Wednesday, October 10, 2012

The Speed of Hype: Facebook and the Social Media Economy

Three years ago, there was a lot of excitement in the air around here. The Social economy was booming and the untapped potential of the mobile market seemed like another gold mine that was ripe for harvesting. And yet, for all of the potential, for all of the dreams, we now find ourselves in a bit of a malaise.

Over the past year, we've seen the Facebook IPO and a number of exits and pivots by long-running start-ups. Many of the businesses that were so full of promise have struggled to deliver consistent earnings. What was once a thriving Web 2.0 ecosystem of interconnected APIs has deteriorated into a series of platform wars as many of those same businesses have built walls and and grasped for monetization. If all of this were an action movie, this might be that moment in the movie when everything looks darkest, the moment before the hero manages to perform that amazing feat that turns everything around.

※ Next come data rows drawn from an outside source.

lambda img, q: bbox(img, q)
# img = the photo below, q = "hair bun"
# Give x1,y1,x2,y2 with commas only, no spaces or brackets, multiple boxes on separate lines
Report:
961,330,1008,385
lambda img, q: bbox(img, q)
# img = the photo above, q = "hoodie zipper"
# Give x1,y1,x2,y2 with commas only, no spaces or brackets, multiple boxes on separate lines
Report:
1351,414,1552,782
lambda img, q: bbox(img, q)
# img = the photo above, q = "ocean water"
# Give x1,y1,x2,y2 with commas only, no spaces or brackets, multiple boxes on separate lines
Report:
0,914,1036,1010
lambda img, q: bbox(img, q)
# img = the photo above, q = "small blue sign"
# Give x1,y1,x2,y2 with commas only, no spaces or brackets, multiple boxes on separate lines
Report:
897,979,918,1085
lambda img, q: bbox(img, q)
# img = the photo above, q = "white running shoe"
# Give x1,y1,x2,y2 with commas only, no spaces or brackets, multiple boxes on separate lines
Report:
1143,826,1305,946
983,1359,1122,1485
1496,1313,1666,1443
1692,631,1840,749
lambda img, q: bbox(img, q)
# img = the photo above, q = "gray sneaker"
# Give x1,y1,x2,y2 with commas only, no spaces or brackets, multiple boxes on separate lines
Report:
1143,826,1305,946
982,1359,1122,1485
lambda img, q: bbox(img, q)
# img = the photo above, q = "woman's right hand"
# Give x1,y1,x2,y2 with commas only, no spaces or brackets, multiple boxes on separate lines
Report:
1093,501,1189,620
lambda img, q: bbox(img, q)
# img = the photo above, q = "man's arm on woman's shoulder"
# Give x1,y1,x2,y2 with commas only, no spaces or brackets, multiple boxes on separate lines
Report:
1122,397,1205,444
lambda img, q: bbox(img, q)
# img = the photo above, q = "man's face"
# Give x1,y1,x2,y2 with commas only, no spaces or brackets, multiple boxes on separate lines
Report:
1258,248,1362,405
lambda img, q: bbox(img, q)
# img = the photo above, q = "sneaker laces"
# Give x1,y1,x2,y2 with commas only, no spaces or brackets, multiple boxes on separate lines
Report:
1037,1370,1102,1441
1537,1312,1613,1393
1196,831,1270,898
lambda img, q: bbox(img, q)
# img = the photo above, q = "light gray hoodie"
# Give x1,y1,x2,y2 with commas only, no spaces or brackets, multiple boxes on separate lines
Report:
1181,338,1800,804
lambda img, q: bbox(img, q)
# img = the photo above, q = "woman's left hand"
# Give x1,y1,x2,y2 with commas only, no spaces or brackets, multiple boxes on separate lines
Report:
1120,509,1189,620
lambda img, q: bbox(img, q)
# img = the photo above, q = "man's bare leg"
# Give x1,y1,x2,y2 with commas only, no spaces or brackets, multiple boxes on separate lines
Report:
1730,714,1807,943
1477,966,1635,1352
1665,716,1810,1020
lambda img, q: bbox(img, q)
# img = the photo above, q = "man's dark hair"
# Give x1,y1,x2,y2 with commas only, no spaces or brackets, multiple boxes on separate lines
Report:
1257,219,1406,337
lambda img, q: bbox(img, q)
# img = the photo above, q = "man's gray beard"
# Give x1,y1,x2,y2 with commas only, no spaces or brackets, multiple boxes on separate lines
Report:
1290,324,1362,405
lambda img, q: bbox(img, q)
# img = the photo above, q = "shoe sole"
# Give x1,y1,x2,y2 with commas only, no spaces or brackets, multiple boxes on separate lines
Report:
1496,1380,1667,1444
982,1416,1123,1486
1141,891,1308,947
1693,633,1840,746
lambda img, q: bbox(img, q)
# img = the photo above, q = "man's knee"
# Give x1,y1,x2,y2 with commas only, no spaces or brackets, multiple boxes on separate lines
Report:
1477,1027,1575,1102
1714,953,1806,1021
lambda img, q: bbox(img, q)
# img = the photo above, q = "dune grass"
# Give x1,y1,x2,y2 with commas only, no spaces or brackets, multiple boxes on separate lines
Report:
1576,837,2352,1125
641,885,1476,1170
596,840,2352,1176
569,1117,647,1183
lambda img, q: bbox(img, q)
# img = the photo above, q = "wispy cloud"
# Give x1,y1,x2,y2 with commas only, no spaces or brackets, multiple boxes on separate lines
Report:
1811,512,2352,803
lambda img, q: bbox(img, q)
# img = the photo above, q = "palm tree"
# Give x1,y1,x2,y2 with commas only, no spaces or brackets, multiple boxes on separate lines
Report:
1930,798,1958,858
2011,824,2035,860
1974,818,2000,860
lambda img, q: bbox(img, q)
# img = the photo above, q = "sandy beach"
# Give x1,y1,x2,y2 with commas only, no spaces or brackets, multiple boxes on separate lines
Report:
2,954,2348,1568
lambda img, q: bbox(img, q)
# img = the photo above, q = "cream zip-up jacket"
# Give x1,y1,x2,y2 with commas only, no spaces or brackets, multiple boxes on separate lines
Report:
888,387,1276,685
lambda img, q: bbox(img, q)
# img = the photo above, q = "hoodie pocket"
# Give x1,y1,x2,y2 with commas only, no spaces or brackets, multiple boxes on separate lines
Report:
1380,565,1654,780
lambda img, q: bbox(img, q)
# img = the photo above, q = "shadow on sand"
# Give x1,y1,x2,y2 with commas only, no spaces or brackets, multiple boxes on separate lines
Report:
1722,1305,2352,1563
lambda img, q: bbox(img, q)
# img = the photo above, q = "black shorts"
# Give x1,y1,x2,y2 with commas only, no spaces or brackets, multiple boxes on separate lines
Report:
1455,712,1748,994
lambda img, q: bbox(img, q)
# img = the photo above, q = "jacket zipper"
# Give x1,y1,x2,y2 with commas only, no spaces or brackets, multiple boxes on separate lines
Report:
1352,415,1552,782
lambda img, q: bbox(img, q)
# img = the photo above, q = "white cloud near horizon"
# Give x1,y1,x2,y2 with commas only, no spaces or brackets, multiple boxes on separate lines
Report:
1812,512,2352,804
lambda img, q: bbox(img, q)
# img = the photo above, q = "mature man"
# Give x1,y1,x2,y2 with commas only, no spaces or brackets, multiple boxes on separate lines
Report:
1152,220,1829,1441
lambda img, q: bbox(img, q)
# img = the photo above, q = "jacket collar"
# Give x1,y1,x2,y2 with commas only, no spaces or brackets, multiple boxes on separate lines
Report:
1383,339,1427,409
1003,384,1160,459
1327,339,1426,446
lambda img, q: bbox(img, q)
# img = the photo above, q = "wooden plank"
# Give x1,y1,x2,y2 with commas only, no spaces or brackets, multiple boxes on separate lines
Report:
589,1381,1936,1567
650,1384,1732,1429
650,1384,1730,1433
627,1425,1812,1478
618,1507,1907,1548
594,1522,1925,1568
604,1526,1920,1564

History may look back and mark Steve Jobs' passing as the end of that golden era of innovation, but I think that the real defining moment was the Facebook IPO. While some may attribute some of the current malaise to the Nasdaq, computerized trading, or the other problems in the Facebook IPO, the underlying driver goes beyond that. Sure, if the Facebook IPO had been a glorious event and our friends were all telling stories of the epic fortunes that they made on Facebook stock, some percentage of the industry might feel better. But, realistically, the issue runs deeper than that.

Prior to their IPO, Facebook was a massive reservoir of potential energy. It had tremendous wealth was stored in the possibilities. It was the platform for the future, the platform for everything. It was a changing how software worked. It was the next Google, and everyone tied to it was going to make a fortune. It was like a newly discovered treasure map or Al Capone's unopened safe, the perfect candidate for drawing people in to place bets.

These aren't just bets on Facebook, their bets on a platform and the entire emerging market. They are bets on the ecosystem that is linked to Facebook, bets on businesses and technology that use 'social' to sell their ideas, or anyone riding the wave of Facebook hype to sell a dream of an untapped future.

This is technology at the speed of hype. It's selling the idea that, in the same way that Facebook has built a market around sharing personal information with your friends, that market remains undefined when it comes to sharing information with your coworkers about the office supplies that you use -- and that exploiting that segment is inevitable.

Facebook's IPO shifted all of that potential energy into an unmetered system to one with a real ruler. Not only was it an opportunity for all of those speculators to pull out of their bets on who would win that initial spot in Facebook's market, it was an actual measurement on what the market thought that it was all worth. Fifty billion dollars? Perhaps not. Even if the actual value of Facebook was substantial, with the IPO, the size of the hype balloon that carried the dreams of all of those others shrank.

Looking back, it's easy to see aspects of the market that were oversold and dreams that were built on a foundation of hype. But remember, it isn't just social. When we saw the green technology boom, the valley was swimming in solar equipment companies. Same with mobile apps. Or telecom and broadband technology companies back in the days when we were building out the Internet infrastructure. This is normal market behavior surrounding technology at the speed of hype.